Moving on. IMG_9976We arrived at picturesque Agros where we visited a smokery, had a peek into the smoking room at Kafkalia and sampled their products; posirti, lountza, loukanika, hiromeri, zalatina, tsamarelle and pastourmas. After lunch we continued to climb to the top, reaching Troodos Square we couldn’t help but notice the familiar environment, it looked like Scotland! There was a thistle to prove it. The British military presence was again, all around. We went to the rather dated visitor centre and proceeded to Pano Platres where we saw a peculiar post box.

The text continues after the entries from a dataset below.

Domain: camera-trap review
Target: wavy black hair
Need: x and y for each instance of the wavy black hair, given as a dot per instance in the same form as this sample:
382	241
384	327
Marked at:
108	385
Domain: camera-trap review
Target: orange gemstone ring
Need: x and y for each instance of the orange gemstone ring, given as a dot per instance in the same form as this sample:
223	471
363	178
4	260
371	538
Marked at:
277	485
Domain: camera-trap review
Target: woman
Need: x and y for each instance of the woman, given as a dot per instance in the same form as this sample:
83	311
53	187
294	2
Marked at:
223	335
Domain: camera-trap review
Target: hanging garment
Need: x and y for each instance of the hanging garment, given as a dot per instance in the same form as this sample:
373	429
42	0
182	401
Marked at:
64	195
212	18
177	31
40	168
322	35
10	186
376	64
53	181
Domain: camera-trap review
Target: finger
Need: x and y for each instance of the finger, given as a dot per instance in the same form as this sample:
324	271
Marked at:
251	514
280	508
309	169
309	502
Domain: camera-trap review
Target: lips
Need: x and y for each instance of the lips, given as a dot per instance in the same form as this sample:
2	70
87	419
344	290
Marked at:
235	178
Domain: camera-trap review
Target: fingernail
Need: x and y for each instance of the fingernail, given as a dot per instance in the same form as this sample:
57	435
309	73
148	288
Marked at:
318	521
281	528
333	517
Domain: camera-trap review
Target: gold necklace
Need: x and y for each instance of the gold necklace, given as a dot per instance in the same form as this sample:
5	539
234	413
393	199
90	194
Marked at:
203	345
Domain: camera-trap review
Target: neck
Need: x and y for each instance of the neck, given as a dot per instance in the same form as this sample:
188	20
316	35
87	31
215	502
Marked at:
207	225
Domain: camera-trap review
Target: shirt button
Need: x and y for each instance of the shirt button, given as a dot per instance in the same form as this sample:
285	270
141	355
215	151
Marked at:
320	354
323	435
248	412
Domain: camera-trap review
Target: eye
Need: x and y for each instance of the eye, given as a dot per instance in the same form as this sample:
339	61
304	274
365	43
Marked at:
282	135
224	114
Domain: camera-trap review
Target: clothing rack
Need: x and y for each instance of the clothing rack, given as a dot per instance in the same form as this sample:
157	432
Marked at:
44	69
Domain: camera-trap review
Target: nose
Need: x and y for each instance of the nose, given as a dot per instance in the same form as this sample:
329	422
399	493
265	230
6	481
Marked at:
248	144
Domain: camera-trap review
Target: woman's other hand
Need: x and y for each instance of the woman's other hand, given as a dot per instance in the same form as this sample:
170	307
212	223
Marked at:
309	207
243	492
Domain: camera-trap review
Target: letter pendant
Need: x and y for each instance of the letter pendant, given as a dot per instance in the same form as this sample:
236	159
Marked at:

Finally we had a long drive, down to the coast and back to Lefkara with a pit stop in Zygi.

Silversmithing & Stansted

Monday 21st September, our final day. IMG_9845We made an early morning visit to the silversmiths in Lefkara and learned about their processes, which are mostly mechanised but involved all sorts of materials, rubber, wax, plaster and of course silver. The workshops were very interesting but we could not linger. Adriana had to get us to the airport for our incredible journey home to Glasgow, via Stansted. I’m glad to say on our way to Paphos she took us to see Aphrodite’s Rock, the ideal way to say goodbye & ευχαριστώ

The experiences of this week were fascinating. From knowing very little about Cyprus I now feel after this cultural exchange that I have gained a decent understanding of Cypriot life, both contemporary and traditional.

Everybody we encountered was genuinely friendly & extremely welcoming. I found more personal parallels with the socio-political divide in the country than I expected. The cuisine was fabulous, the crafts exquisite, the landscape so dry and different & the company… well, we had a lot of fun too.